EU AI Act Registration FAQ

Yes. Article 2 of the EU AI Act applies to providers placing AI systems on the EU market or whose AI output is used in the EU, regardless of where the provider is established. If your AI system processes data about EU residents, makes decisions affecting EU users, or is deployed by EU-based customers, you are likely in scope. See our full analysis for US companies.

Article 71 establishes an EU-wide database for high-risk AI systems. Providers (or their authorised representatives) must enter specific information about their high-risk AI systems into this database before placing them on the market. The database is publicly accessible to promote transparency.

Following the Digital Omnibus political agreement of 7 May 2026 (Strasbourg, Cypriot Presidency), Annex III high-risk obligations apply 2 December 2027 (deferred from 2 August 2026). Annex I embedded high-risk products move to 2 August 2028 (deferred from 2 August 2027).

Operational deadlines unchanged: 2 August 2026 — Article 50 transparency obligations and AI Office full enforcement powers; 2 December 2026 — new Article 5 prohibition on AI-generated NCII/CSAM and Article 50(2) watermarking grandfathering close. Until OJEU publication, the original AI Act dates remain legally binding. See the complete timeline.

Article 99 establishes three tiers: up to EUR 35M or 7% of global turnover for prohibited practices, up to EUR 15M or 3% for high-risk system violations (including registration failures), and up to EUR 7.5M or 1% for incorrect information. The Digital Omnibus introduces additional protections for Small Mid-Caps (50–500 employees, €10M–€100M turnover). See our full penalty breakdown.

Annex III lists eight areas: biometrics, critical infrastructure, education, employment, essential services (credit/insurance), law enforcement, migration/border control, and administration of justice. See our detailed Annex III guide.

Yes, if you are a provider established outside the EU. Article 22 requires non-EU providers to appoint an authorised representative in the EU by written mandate before making high-risk AI systems available on the EU market. SecureFound, our strategic partner established in Adeje, Tenerife (Spain), holds this mandate under both Articles 22 (high-risk) and 54 (GPAI), covering all 27 EU Member States from a single appointment with AESIA as the coordinating home authority. See our Article 22 guide.

The two organisations deliver one transatlantic compliance engagement across two jurisdictions. Lexara Advisory (New York) handles the US-side gap audit, Annex IV technical documentation, and conformity assessment guidance. SecureFound (Spain), led by bar-admitted attorneys, holds the European Authorised Representative mandate under Articles 22 and 54, faces national market surveillance authorities and the EU AI Office, and maintains the statutory 10-year documentation custody with EU data residency. The partnership is publicly stated on both companies' websites. Visit securefound.com.

Annex IV specifies the mandatory technical documentation that providers of high-risk AI systems must prepare under Article 11. It covers system description, design specifications, training data governance, risk management, testing results, cybersecurity measures, and more. See our Annex IV documentation guide.

No. While SOC 2 and ISO 27001 partially overlap with cybersecurity requirements, they do not satisfy Annex IV's specific AI-related documentation requirements, particularly around training data governance, bias assessment, human oversight specifications, and risk management specific to AI systems. Existing certifications can accelerate certain sections, but cannot substitute for Annex IV compliance.

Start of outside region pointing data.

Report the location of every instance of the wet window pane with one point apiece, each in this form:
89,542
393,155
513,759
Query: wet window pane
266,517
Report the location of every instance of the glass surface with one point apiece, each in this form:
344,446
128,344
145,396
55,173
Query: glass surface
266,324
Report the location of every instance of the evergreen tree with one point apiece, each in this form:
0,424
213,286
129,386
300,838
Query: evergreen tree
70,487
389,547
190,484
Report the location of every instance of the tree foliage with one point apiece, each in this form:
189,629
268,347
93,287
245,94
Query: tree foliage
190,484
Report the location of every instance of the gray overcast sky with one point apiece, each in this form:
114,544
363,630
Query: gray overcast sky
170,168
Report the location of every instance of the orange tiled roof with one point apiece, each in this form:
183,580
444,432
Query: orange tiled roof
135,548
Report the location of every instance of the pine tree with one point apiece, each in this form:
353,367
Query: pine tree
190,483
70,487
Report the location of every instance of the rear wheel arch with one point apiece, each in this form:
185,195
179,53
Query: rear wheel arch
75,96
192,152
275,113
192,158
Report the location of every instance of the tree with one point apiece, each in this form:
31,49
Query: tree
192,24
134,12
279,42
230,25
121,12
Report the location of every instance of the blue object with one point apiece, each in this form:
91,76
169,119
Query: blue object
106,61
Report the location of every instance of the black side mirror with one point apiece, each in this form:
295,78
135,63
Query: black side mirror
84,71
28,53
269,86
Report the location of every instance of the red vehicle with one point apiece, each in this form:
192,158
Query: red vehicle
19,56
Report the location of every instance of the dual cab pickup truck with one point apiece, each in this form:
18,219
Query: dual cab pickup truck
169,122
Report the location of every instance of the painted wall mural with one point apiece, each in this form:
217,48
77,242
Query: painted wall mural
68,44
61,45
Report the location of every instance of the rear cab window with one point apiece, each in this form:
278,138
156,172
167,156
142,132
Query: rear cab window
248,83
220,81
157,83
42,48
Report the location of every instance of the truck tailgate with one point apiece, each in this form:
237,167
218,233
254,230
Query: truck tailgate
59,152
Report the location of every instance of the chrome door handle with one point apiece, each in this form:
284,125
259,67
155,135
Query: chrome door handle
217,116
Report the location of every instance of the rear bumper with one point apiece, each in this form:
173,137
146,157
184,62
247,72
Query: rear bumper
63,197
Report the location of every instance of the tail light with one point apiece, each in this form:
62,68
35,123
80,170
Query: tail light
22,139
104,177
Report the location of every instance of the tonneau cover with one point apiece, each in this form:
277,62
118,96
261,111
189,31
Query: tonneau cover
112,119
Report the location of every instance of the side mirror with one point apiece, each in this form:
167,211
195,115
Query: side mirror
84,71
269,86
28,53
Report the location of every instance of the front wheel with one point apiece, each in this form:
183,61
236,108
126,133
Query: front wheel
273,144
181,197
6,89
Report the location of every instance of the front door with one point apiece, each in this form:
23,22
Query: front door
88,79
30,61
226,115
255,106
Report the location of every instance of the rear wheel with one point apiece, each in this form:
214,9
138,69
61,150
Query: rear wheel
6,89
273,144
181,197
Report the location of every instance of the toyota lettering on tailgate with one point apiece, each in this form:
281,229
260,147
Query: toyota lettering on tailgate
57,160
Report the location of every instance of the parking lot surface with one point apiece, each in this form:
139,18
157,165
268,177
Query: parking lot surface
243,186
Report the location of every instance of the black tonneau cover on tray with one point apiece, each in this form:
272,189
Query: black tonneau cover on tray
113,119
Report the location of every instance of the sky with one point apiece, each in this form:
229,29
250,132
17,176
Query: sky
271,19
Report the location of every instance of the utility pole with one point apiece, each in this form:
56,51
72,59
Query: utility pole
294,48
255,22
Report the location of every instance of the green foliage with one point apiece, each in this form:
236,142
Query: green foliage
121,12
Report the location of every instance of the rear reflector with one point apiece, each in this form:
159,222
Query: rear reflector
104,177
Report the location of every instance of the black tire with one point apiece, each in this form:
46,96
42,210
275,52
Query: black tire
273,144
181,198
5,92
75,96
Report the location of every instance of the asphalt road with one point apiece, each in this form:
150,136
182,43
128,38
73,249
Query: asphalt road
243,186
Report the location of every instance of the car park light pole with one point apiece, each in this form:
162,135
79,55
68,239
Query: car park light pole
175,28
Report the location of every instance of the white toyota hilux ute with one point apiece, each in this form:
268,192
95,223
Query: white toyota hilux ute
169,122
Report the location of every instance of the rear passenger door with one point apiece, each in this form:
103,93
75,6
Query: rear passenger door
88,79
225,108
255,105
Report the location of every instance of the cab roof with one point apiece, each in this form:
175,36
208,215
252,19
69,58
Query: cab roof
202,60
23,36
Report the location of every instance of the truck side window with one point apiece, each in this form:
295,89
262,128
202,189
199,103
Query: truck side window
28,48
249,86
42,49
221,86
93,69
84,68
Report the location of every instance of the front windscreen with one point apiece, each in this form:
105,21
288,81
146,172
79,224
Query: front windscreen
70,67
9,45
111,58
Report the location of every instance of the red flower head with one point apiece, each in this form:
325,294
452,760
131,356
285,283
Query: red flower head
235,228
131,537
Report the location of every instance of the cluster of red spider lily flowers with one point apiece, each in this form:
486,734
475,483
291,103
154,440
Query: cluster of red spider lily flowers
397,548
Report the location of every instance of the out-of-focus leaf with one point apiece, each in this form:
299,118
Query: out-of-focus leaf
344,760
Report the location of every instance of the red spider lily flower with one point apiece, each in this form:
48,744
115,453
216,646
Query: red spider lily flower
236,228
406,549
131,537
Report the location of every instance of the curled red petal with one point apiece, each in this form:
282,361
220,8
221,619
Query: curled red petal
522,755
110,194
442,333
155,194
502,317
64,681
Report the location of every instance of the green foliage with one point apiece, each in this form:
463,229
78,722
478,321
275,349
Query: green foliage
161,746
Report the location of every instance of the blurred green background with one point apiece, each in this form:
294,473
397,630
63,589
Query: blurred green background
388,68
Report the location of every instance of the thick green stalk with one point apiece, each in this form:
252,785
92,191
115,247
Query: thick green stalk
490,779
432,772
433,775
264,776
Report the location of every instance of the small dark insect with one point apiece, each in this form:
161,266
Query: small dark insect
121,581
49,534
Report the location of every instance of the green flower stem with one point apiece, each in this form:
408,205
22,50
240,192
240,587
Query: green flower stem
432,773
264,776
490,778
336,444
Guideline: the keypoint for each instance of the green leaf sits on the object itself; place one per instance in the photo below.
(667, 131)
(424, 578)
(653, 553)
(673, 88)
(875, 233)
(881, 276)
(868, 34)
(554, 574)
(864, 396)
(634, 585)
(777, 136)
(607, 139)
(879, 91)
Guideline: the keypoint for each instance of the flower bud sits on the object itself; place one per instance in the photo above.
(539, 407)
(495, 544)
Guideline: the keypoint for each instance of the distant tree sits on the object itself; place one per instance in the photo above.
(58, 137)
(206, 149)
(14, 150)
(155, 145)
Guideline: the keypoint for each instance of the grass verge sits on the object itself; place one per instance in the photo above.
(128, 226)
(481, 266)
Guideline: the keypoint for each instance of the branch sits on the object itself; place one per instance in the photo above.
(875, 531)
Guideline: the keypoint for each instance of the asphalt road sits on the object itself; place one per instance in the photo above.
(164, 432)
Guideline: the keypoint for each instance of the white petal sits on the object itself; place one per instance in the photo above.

End-to-end — from inventory through database submission — takes a minimum of 8–12 weeks for a single system. Companies with multiple high-risk systems should plan for 3–6 months. The most time-consuming step is typically Annex IV technical documentation (4–6 weeks per system). The post-trilogue runway to 2 December 2027 is meaningful but not unlimited. See our step-by-step guide.

Lexara Advisory LLC is an AI governance consulting firm based in New York City, founded by Constantin Razvan Gospodin, a European lawyer admitted to the Spanish Bar (ICATF nº 5961) with over 10 years of legal practice across EU jurisdictions. Lexara specializes in EU AI Act compliance for US companies and operates in strategic partnership with SecureFound (Spain) for EU Authorised Representative mandates. Lexara Advisory is a consulting firm, not a law firm.

If your AI system exclusively affects US users with no EU connection, the EU AI Act generally does not apply. However, if any EU residents use your product, if your system is available to EU-based deployers, or if your AI output influences decisions about EU persons, extraterritorial scope under Article 2 likely applies. When in doubt, a classification assessment is the prudent approach.